The MapReduce framework  was selected due to the highly partitionable nature of the input data sets, and the relative ease of adapting our workflow to the MapReduce paradigm when searching for read-based structural errors. Furthermore, as all operations that we define are commutative and associative, we can make use of Hadoop's intermediary Combine operation when transitioning between the Map phase and Partition, Shuffle, and Sort steps of Hadoop's implementation of the framework. By specifying an intermediary Combiner, we can reduce network and processing overhead by performing an immediate Reduce over the output data sets of mappers on each cluster machine. For example, using a small, 80-core cluster running OutputCoverage (our tool to generate coverage totals per kilobase region), the use of a combiner means the difference between three minutes and nearly 90 minutes of analysis over the same BAM file (see Table 3), utilizing the same job across the cluster. This significant difference is due to the sheer volume of data reduction achieved by collapsing a large number of map outputs into a very small number of outputs from each Combiner.

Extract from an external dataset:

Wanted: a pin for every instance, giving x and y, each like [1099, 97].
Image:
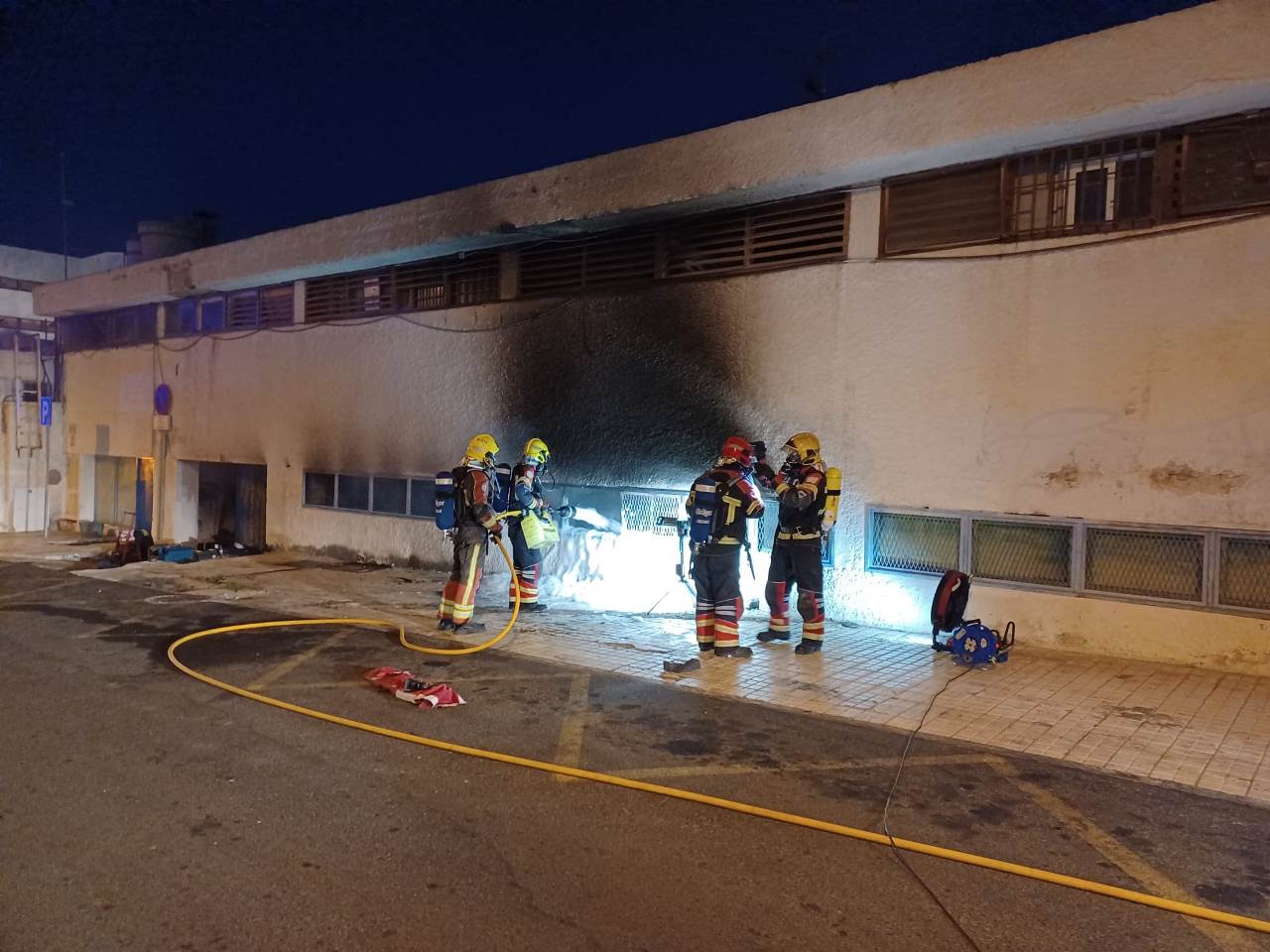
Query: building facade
[1023, 303]
[32, 463]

Table 3. Run Time for SAMQA on Hadoop
Our selection of the MapReduce framework is notable because, even for jobs bound by linear or linearithmic time and space, data sets and analysis can quickly prove unwieldy at the tera- and petabyte scale (see Table 4). MapReduce's strengths in data processing, when coupled with Hadoop's strengths in data and computational locality, task delegation, and aggregation strategies over key-indexed information, provide significant constant time improvements, with a near-linear speedup bounded only by the number of nodes in a compute cluster. In the context of a Mapper-only job, we see improvements in constant processing time plus linear data marshalling time associated with Hadoop distributing tasks to individual machines. In the case of a job that also defines a Reduce operation, improvements are linearithmic with its primary overhead attributable to distributing tasks and the Partition, Shuffle, and Sort operations performed by Hadoop.

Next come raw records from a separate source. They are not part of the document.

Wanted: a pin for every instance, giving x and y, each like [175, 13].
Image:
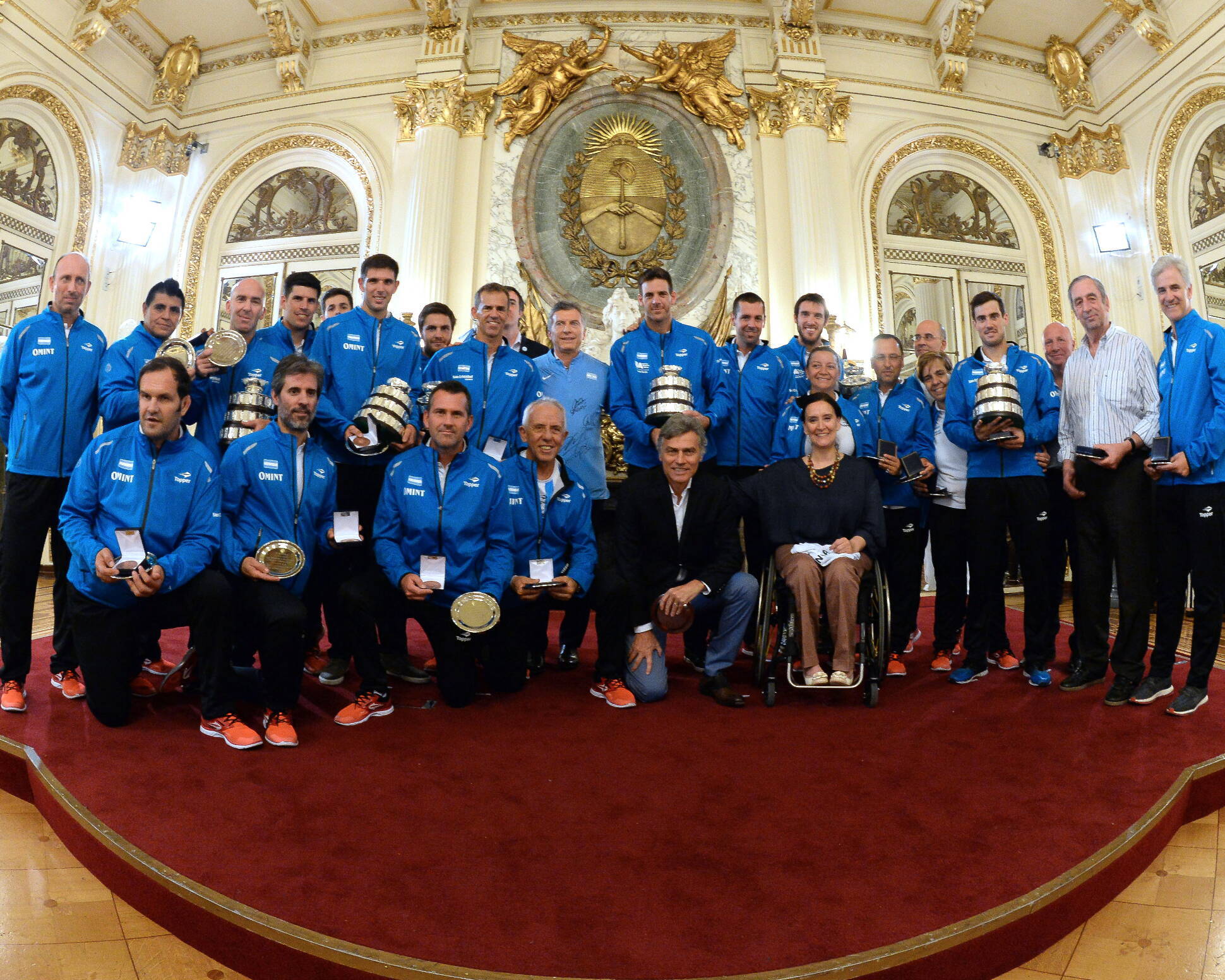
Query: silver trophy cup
[998, 397]
[671, 395]
[250, 405]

Table 4. Run Time SAMQA on Hadoop vs. Standard Server
All feature extraction tools are implemented as separate MapReduce jobs, which operate on the complete data sets as described (in Figure 1). While this results in referencing the same read data multiple times (once for each job), the speed and performance of HDFS trivialize this operation through data and cache locality. As a result of these systems working in tandem, the toolkit is extremely robust, fast, easy to understand, and easy to extend. We believe that these factors are vital to the extensibility of SAMQA as new analysis types are requested and added to the tool.
Figure 1. MapReduce Framework. MapReduce provides a generic framework that enables rapid, parallel analysis of partitionable data. Each Mapper runs a single test (e.g. OutputCoverage) across a section of the data from a single sequence file. The Reduce phase (if specified) can do additional analysis across aggregated data or mapper results and output information that can be used by external tools (as in Figure 2).
Each feature extraction tool outputs a series of key-value pairs in a human-readable and machine-parsable text format. Each key-value pair describes some feature of the data as defined by the tool being run. For example the pair < BIN_example_0_COVERAGE, 9.4126293> has the compound key BIN_example_0_COVERAGE describes the coverage for the kilobase region 0 for our example sequence, and the value 9.4126293 denotes coverage over this region. While somewhat terse in their contrived meaning, all compound keys output by SAMQA are fully representative and uniquely identifiable. This simple representation is designed to make it easier to integrate with downstream analysis tools while remaining extensible to the operating standards of those wishing to integrate the tool into their own workflow.
For all Mapper-only jobs, the mappers are used to perform parallel computations against isolated, atomic data fragments. In a MapReduce operation, each Mapper performs input pre-processing, the Combiner (if specified) aggregates these intermediate results, and the Reducer performs each final calculation. This is especially vital for any tests across the entire input data such as Pearson correlations or calculations of coverage.
While SAMQA provides a clean pass or failure for invalid reads, it provides no additional facilities to process these key value pairs (see Figure 2). We leave this job to post-processing and data mining tools better equipped to the task, which may operate on a vastly reduced output data set relative to the size of the original sample files. We have currently defined tools built on top of SAMQA that parse these key-value pairs in Python and additional visualization tools written in R. More details regarding setup and use of SAMQA as well as information about the output format can be found at http://informatics.systemsbiology.net/project/samqa webcite
Figure 2. SAMQA System. The SAMQA system can run either on a single machine, a distributed cluster, or across heterogeneous servers using HDFS. The tests are run against the stored BAM/SAM files and the output is generated as key/value pairs. The results can be explored using the generated reports and visualizations, or through R. SAMQA can also operate in batch mode so that it can be run as part of an automated pipeline.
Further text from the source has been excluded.